When I worked at a coffee shop I observed a man in line make a rude comment and a woman who did not know him said, “There are ladies present.” He said, “Where?” She then spent the rest of her time in line explaining her lady-ness to him. Then she sat at his table. It blew my mind. I later learned from conversation with a co-worker to whom I explained this event that this is a flirting device known as “the neg.”
According to Dr. Jeremy Nicholson, there is a well known-mechanism for this guy’s success. Here’s his explanation of the research:
Walster (1965) investigated the influence of momentary self-esteem on receptivity to the romantic advances of a stranger. The researcher arranged for a group of female participants to interact with a male research assistant who flirted with them. The female participants were then given positive or negative personality test feedback. After their self-esteem was increased or decreased in that way, they were asked to rate their liking for the male research assistant.
The results of the study indicated that women who had their self-esteem temporarily lowered found the male research assistant significantly more attractive than the women with temporary high-self esteem. Walster (1965) theorized that this effect occurred for two reasons. First, individuals who feel “imperfect” themselves may demand less in a partner. Second, a person usually has an increased need for acceptance and affection when their self-esteem is low. Overall then, when an individual is made to feel “low”, they find potential romantic partners more attractive.
Research by Gudjonsson and Sigurdsson (2003) explored the relationship between self-esteem and compliance with requests. Both male and female participants were asked to complete various measures of self-esteem, compliance, and coping behaviors. The results of their analysis supported the hypothesis that individuals with lower self-esteem are more compliant and agreeable to the requests of others. Thus, lower self-esteem appears to lead to greater compliance with requests (or demands) as well.
Anyway, this reminds me of the version of evangelism which involves asking people this series of questions:
- Do you think you’re a good person?
- Have you ever lied?
- What do you call a liar?
- Have you ever coveted?
- Have you ever murdered? The Bible says that whoever hates his brother has committed murder.
- So you’re a lying covetous murder?
- Are you a good person?
- If God judged you on the last day, what would you have to say for yourself?

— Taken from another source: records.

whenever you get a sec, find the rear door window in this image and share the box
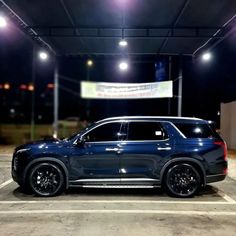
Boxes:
[174,123,220,139]
[127,122,167,141]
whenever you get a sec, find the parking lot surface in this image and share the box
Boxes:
[1,152,236,236]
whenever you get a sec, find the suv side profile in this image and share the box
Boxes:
[12,116,227,198]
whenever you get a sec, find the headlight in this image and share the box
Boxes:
[16,148,30,154]
[13,148,30,171]
[13,156,18,171]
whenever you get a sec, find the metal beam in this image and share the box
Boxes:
[193,14,236,56]
[0,0,55,54]
[63,52,192,57]
[158,0,192,53]
[59,0,90,52]
[26,26,224,39]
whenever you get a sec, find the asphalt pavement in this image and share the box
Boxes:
[1,149,236,236]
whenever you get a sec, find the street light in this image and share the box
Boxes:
[119,39,128,47]
[0,16,7,28]
[87,59,93,67]
[86,59,94,120]
[30,49,49,141]
[119,61,129,71]
[201,52,212,62]
[3,83,10,90]
[38,51,49,61]
[28,83,34,91]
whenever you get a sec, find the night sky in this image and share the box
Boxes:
[1,25,236,125]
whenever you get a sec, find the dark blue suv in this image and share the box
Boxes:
[12,116,227,197]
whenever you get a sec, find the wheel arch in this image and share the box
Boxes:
[160,157,206,186]
[23,157,69,189]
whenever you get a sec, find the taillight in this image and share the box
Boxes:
[214,141,227,161]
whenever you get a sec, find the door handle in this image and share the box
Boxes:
[157,147,172,151]
[105,148,119,152]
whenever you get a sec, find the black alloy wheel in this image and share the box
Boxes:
[165,163,201,198]
[29,163,65,197]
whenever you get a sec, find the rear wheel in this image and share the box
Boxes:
[164,163,201,198]
[29,163,65,197]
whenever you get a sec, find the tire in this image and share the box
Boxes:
[29,163,65,197]
[164,163,201,198]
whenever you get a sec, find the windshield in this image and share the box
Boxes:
[66,122,96,141]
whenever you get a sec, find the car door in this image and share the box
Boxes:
[119,121,173,184]
[69,121,124,182]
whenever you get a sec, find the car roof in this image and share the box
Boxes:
[96,116,208,124]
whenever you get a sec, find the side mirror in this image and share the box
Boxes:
[76,137,85,147]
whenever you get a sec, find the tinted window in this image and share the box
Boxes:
[84,122,122,142]
[174,123,219,138]
[127,122,167,141]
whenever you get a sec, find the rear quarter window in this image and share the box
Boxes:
[174,123,220,139]
[127,122,168,141]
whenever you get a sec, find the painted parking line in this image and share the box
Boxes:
[217,190,236,202]
[0,154,12,158]
[0,200,235,205]
[1,209,236,216]
[210,186,236,202]
[0,179,13,190]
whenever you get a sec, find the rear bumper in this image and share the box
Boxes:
[206,173,226,183]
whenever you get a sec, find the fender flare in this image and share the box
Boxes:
[160,157,206,186]
[23,157,69,189]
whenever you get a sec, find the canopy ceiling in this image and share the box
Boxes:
[1,0,236,56]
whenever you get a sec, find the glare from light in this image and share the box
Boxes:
[3,83,10,90]
[28,84,34,91]
[119,61,129,71]
[87,59,93,67]
[117,0,127,5]
[38,51,49,61]
[119,39,128,47]
[0,16,7,28]
[194,127,202,134]
[201,52,212,62]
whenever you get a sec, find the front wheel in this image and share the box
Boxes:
[164,163,201,198]
[29,163,65,197]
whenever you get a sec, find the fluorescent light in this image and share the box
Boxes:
[202,52,212,62]
[119,39,128,47]
[0,16,7,28]
[119,61,129,71]
[38,51,49,61]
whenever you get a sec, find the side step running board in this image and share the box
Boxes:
[80,185,156,189]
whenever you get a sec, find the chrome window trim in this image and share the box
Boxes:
[169,123,187,139]
[73,119,187,144]
[118,139,170,143]
[84,141,122,144]
[99,116,203,123]
[83,139,170,144]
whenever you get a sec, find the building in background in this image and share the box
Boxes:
[221,101,236,150]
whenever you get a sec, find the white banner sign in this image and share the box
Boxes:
[81,81,173,99]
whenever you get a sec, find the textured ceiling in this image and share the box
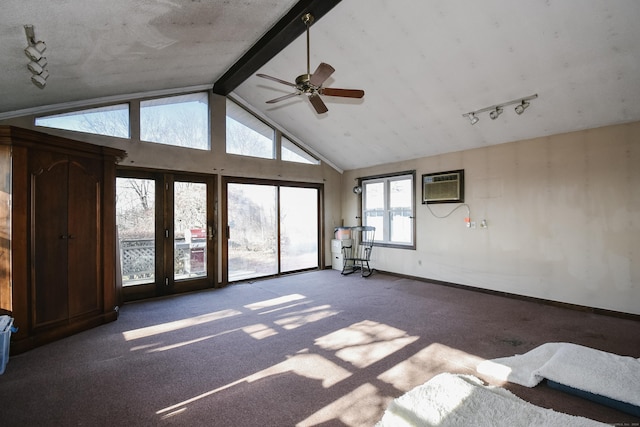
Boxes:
[236,0,640,170]
[0,0,298,112]
[2,1,640,171]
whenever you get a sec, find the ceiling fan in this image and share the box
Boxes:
[256,13,364,114]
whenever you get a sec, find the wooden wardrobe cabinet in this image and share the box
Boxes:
[0,126,126,354]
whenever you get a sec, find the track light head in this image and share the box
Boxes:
[31,70,49,89]
[27,57,48,75]
[468,113,479,125]
[489,106,503,120]
[24,41,46,61]
[515,100,530,115]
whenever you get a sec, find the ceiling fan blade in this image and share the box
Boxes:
[308,93,328,114]
[256,73,297,88]
[320,88,365,98]
[309,62,335,87]
[266,92,300,104]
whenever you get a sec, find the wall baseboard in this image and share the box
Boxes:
[376,270,640,322]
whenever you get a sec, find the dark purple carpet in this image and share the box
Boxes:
[0,270,638,426]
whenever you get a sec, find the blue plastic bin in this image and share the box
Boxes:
[0,315,15,375]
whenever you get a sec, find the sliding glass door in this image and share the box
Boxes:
[280,186,318,273]
[224,179,321,283]
[227,183,278,281]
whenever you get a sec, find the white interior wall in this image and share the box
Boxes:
[342,122,640,315]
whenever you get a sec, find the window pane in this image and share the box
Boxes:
[36,104,129,138]
[227,183,278,281]
[0,146,11,292]
[282,136,319,164]
[389,178,412,243]
[226,99,274,159]
[362,173,414,246]
[174,181,207,280]
[280,187,318,272]
[116,178,155,286]
[141,92,209,150]
[363,181,385,240]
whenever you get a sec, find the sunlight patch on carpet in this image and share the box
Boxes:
[274,305,340,330]
[246,352,352,388]
[149,334,219,352]
[242,323,278,339]
[315,320,419,368]
[378,343,486,392]
[244,293,306,310]
[122,309,242,340]
[156,352,352,416]
[297,383,386,427]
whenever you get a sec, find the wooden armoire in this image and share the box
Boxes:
[0,126,126,354]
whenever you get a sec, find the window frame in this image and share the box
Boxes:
[361,170,416,250]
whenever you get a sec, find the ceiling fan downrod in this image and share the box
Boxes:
[302,13,314,76]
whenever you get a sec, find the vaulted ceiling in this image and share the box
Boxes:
[2,1,639,171]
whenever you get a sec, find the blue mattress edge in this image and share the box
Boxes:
[546,379,640,418]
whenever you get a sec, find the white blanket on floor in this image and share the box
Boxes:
[376,373,608,427]
[477,342,640,407]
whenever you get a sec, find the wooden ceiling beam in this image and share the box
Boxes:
[212,0,341,96]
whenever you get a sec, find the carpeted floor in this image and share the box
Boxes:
[0,270,638,426]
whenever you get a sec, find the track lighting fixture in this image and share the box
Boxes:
[24,25,49,89]
[489,106,503,120]
[463,94,537,125]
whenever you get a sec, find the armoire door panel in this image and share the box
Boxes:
[67,159,101,317]
[30,153,69,327]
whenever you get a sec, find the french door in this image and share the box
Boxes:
[222,178,321,283]
[116,170,216,301]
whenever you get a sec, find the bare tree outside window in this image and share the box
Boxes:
[35,104,129,138]
[116,178,156,285]
[141,93,209,150]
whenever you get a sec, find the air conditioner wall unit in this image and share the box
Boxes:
[422,169,464,204]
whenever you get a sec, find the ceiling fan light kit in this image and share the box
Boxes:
[463,93,538,125]
[256,12,364,114]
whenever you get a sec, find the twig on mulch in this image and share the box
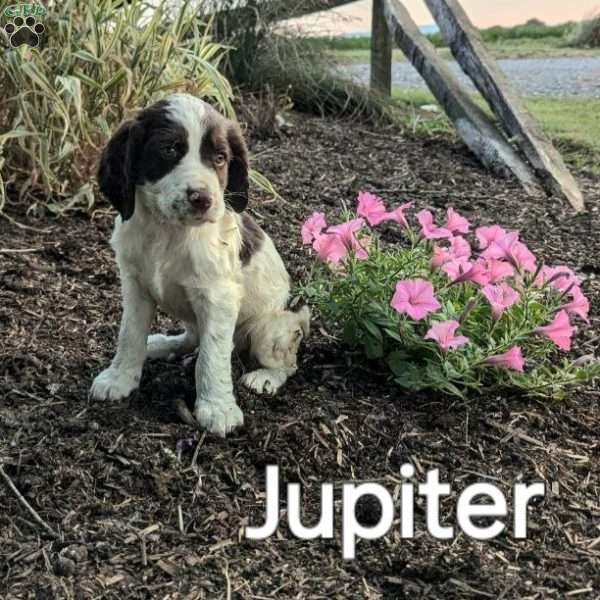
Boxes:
[0,464,59,539]
[0,211,53,233]
[0,247,43,254]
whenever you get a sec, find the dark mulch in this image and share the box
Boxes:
[1,113,599,599]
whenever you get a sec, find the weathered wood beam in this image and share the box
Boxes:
[212,0,358,27]
[382,0,539,193]
[370,0,393,95]
[425,0,584,211]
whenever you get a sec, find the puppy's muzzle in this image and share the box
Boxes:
[187,189,212,213]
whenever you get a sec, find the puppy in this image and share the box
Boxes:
[90,93,309,437]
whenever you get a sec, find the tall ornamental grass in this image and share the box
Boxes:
[569,13,600,48]
[0,0,233,215]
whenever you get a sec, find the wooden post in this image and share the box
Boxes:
[425,0,584,211]
[382,0,539,193]
[370,0,393,95]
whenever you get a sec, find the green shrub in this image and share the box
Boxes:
[299,193,599,399]
[0,0,233,215]
[479,22,574,43]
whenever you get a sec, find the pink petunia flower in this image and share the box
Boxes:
[481,283,520,319]
[416,210,452,240]
[482,232,537,273]
[478,258,514,284]
[301,211,327,245]
[481,230,519,259]
[391,278,441,320]
[511,242,537,273]
[328,218,368,259]
[476,225,507,250]
[384,202,413,229]
[432,236,471,269]
[432,245,452,269]
[451,235,472,260]
[485,346,525,372]
[534,310,574,351]
[465,261,493,286]
[442,259,490,286]
[425,320,469,351]
[357,192,387,226]
[442,258,471,281]
[312,234,347,264]
[535,266,581,292]
[562,287,590,322]
[445,208,470,234]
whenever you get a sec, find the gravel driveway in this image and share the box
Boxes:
[341,57,600,97]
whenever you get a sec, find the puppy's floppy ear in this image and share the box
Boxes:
[226,122,249,213]
[97,119,141,221]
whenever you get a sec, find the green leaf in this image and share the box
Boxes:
[342,321,359,346]
[364,335,384,360]
[362,318,382,341]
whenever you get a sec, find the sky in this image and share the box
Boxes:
[288,0,600,35]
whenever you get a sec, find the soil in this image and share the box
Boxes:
[1,113,599,599]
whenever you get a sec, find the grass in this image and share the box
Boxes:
[393,88,600,177]
[314,18,600,63]
[332,39,600,64]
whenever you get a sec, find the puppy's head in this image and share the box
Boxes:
[97,94,249,225]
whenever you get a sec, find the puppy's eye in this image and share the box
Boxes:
[164,144,180,158]
[214,152,227,167]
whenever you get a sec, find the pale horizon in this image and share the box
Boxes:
[288,0,600,35]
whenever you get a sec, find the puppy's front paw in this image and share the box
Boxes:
[194,396,243,437]
[240,368,289,396]
[90,368,139,401]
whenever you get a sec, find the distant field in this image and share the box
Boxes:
[392,89,600,176]
[309,19,600,63]
[309,20,576,51]
[330,39,600,64]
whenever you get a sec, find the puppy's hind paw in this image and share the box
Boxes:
[90,368,139,401]
[194,397,244,438]
[240,368,290,396]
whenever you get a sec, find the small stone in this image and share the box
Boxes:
[60,544,88,563]
[55,555,77,576]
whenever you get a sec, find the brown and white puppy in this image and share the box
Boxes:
[90,93,309,437]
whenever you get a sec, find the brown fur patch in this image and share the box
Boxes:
[199,117,249,213]
[239,213,264,266]
[200,123,229,190]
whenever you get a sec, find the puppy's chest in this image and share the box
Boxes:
[137,245,215,322]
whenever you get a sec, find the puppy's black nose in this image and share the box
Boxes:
[187,190,212,212]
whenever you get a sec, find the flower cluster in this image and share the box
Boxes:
[300,192,597,397]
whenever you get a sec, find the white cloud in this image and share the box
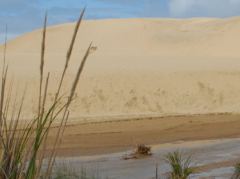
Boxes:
[169,0,240,17]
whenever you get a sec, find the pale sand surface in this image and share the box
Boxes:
[1,18,240,119]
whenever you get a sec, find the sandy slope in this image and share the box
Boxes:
[1,17,240,119]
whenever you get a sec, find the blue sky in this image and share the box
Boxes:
[1,0,240,43]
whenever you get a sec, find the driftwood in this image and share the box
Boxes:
[123,144,152,160]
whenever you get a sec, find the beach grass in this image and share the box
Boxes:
[165,150,194,179]
[0,8,91,179]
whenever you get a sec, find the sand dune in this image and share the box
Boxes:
[1,17,240,120]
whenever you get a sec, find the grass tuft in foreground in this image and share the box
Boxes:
[165,150,194,179]
[0,8,92,179]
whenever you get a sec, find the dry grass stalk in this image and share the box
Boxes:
[46,43,92,176]
[38,12,48,119]
[54,7,86,103]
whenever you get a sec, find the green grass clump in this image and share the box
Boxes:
[165,150,194,179]
[232,163,240,179]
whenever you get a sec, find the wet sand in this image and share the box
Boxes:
[53,138,240,178]
[47,113,240,156]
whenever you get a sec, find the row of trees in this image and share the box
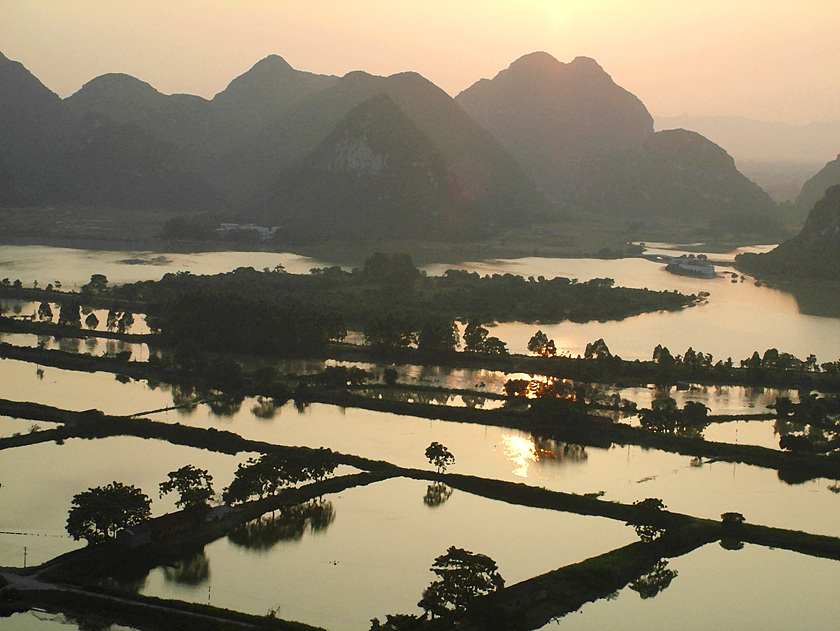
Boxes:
[363,317,508,355]
[66,441,455,545]
[32,300,135,332]
[652,344,833,375]
[65,450,338,544]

This puts the person experiencing this onslaught into a similar state of lowered self-esteem and may make them more willing to listen to the offer of mercy made by God on the cross.
I’m not opposed to using rhetoric to help people believe the gospel. Paul used it. The question is whether or not the rhetoric has substance behind it and whether or not it can help people come to believe the gospel is true rather than merely comply with the requests of a person who made them feel bad. I’m neither for nor against using this technique to evangelize. I just noticed the similarity when I was thinking about sweet and sour sauce today.